For C++ the mayor bottleneck is the disk I/O. Many headers include other headers back and forth, which causes a lot of files to be opened and read through for each compilation unit.
You can reach significant improvement if you move the sources into a RAM-disk. Even more if you ensure that your source files read through exactly once.
So for new projects I began to include everything into a single file I call _.cpp
. It's structure is like this:
/* Standard headers */
#include <vector>
#include <cstdio>
//...
/* My global macros*/
#define MY_ARRAY_SIZE(X) (sizeof(X)/sizeof(X[0]))
// My headers
#include "foo.h"
#include "bar.h"
//...
// My modules
#include "foo.cpp"
#include "bar.cpp"
And I only compile this single file.
My headers and source files does not include anything, and use namespaces to avoid clashes with other modules.

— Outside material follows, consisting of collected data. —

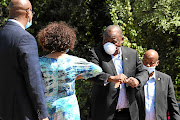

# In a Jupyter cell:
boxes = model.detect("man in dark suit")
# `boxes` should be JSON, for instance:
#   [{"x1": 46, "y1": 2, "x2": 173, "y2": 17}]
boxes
[
  {"x1": 136, "y1": 49, "x2": 180, "y2": 120},
  {"x1": 0, "y1": 0, "x2": 48, "y2": 120},
  {"x1": 88, "y1": 25, "x2": 148, "y2": 120}
]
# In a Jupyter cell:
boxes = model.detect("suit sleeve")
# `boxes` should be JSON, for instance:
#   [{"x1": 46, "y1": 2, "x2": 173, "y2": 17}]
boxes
[
  {"x1": 88, "y1": 48, "x2": 111, "y2": 85},
  {"x1": 17, "y1": 35, "x2": 48, "y2": 119},
  {"x1": 135, "y1": 51, "x2": 148, "y2": 90},
  {"x1": 167, "y1": 76, "x2": 180, "y2": 120}
]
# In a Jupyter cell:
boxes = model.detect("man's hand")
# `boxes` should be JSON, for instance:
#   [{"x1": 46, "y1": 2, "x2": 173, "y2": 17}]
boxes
[
  {"x1": 108, "y1": 74, "x2": 127, "y2": 84},
  {"x1": 108, "y1": 74, "x2": 127, "y2": 88},
  {"x1": 40, "y1": 117, "x2": 49, "y2": 120},
  {"x1": 125, "y1": 77, "x2": 139, "y2": 88}
]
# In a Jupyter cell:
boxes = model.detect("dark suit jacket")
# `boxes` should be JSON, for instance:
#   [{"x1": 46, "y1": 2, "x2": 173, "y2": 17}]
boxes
[
  {"x1": 88, "y1": 45, "x2": 148, "y2": 120},
  {"x1": 136, "y1": 71, "x2": 180, "y2": 120},
  {"x1": 0, "y1": 21, "x2": 48, "y2": 120}
]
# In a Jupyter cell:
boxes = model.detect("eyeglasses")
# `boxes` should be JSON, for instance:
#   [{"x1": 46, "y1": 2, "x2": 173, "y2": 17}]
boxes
[{"x1": 26, "y1": 8, "x2": 35, "y2": 15}]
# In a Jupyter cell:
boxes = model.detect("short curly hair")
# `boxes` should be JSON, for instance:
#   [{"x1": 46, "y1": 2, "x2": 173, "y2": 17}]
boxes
[{"x1": 38, "y1": 21, "x2": 76, "y2": 52}]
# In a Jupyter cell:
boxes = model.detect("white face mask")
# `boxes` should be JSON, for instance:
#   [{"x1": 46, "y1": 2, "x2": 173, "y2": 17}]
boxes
[
  {"x1": 103, "y1": 42, "x2": 117, "y2": 55},
  {"x1": 143, "y1": 65, "x2": 156, "y2": 74}
]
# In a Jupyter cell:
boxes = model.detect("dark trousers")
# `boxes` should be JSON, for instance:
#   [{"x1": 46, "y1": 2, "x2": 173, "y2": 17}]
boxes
[{"x1": 113, "y1": 108, "x2": 131, "y2": 120}]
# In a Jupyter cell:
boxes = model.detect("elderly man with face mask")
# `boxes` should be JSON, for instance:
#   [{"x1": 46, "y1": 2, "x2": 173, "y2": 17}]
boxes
[
  {"x1": 88, "y1": 25, "x2": 148, "y2": 120},
  {"x1": 0, "y1": 0, "x2": 48, "y2": 120},
  {"x1": 136, "y1": 49, "x2": 180, "y2": 120}
]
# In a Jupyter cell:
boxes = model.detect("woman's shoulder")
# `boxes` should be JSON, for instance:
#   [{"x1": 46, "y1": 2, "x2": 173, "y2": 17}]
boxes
[
  {"x1": 67, "y1": 55, "x2": 88, "y2": 62},
  {"x1": 39, "y1": 56, "x2": 51, "y2": 62},
  {"x1": 39, "y1": 57, "x2": 47, "y2": 66},
  {"x1": 39, "y1": 56, "x2": 56, "y2": 66}
]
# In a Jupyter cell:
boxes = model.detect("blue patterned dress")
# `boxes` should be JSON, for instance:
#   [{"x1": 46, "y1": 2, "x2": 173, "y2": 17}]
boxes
[{"x1": 39, "y1": 55, "x2": 102, "y2": 120}]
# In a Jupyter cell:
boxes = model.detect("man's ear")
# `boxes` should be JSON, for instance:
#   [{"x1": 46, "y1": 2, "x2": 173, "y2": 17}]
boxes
[
  {"x1": 122, "y1": 36, "x2": 124, "y2": 41},
  {"x1": 120, "y1": 36, "x2": 124, "y2": 45},
  {"x1": 156, "y1": 60, "x2": 159, "y2": 66}
]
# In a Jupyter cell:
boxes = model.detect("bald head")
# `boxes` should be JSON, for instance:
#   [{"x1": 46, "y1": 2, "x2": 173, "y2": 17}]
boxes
[
  {"x1": 8, "y1": 0, "x2": 33, "y2": 28},
  {"x1": 106, "y1": 25, "x2": 122, "y2": 33},
  {"x1": 143, "y1": 49, "x2": 159, "y2": 67},
  {"x1": 144, "y1": 49, "x2": 159, "y2": 60},
  {"x1": 9, "y1": 0, "x2": 32, "y2": 19},
  {"x1": 103, "y1": 25, "x2": 122, "y2": 40},
  {"x1": 9, "y1": 0, "x2": 31, "y2": 9}
]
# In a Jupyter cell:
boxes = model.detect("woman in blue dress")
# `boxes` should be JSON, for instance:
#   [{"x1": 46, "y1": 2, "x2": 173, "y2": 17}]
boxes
[{"x1": 37, "y1": 21, "x2": 102, "y2": 120}]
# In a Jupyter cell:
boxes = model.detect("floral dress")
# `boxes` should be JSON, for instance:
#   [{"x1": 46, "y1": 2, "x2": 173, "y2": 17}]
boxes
[{"x1": 39, "y1": 55, "x2": 102, "y2": 120}]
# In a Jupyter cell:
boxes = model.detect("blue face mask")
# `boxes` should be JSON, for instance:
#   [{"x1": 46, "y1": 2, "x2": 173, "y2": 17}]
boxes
[
  {"x1": 25, "y1": 19, "x2": 32, "y2": 29},
  {"x1": 143, "y1": 65, "x2": 156, "y2": 74},
  {"x1": 65, "y1": 49, "x2": 69, "y2": 53}
]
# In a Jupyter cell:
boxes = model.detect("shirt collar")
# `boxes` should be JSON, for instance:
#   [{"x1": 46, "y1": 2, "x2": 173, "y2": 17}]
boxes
[
  {"x1": 111, "y1": 47, "x2": 122, "y2": 59},
  {"x1": 8, "y1": 19, "x2": 25, "y2": 30},
  {"x1": 118, "y1": 47, "x2": 122, "y2": 56}
]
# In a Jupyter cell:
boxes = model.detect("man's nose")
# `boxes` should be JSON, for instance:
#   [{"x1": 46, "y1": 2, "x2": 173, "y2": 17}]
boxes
[
  {"x1": 146, "y1": 64, "x2": 151, "y2": 67},
  {"x1": 113, "y1": 39, "x2": 119, "y2": 44}
]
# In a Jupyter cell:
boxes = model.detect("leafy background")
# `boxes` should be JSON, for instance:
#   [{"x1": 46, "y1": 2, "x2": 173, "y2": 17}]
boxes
[{"x1": 1, "y1": 0, "x2": 179, "y2": 119}]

Whenever my program misses something, I add its header and source into this module only.
This way each source file and header is read exactly once, and builds very quickly. Compile times increase only linearly as you add more files, but not quadratically. My hobby project is about 40000 loc and 500 modules but still compiles about 10-20 seconds. If I move all sources and headers into a RAM-disk compile time reduces to 3 seconds.
Disadvantage of this, that existing codebases are quite difficult to refactor to use this scheme.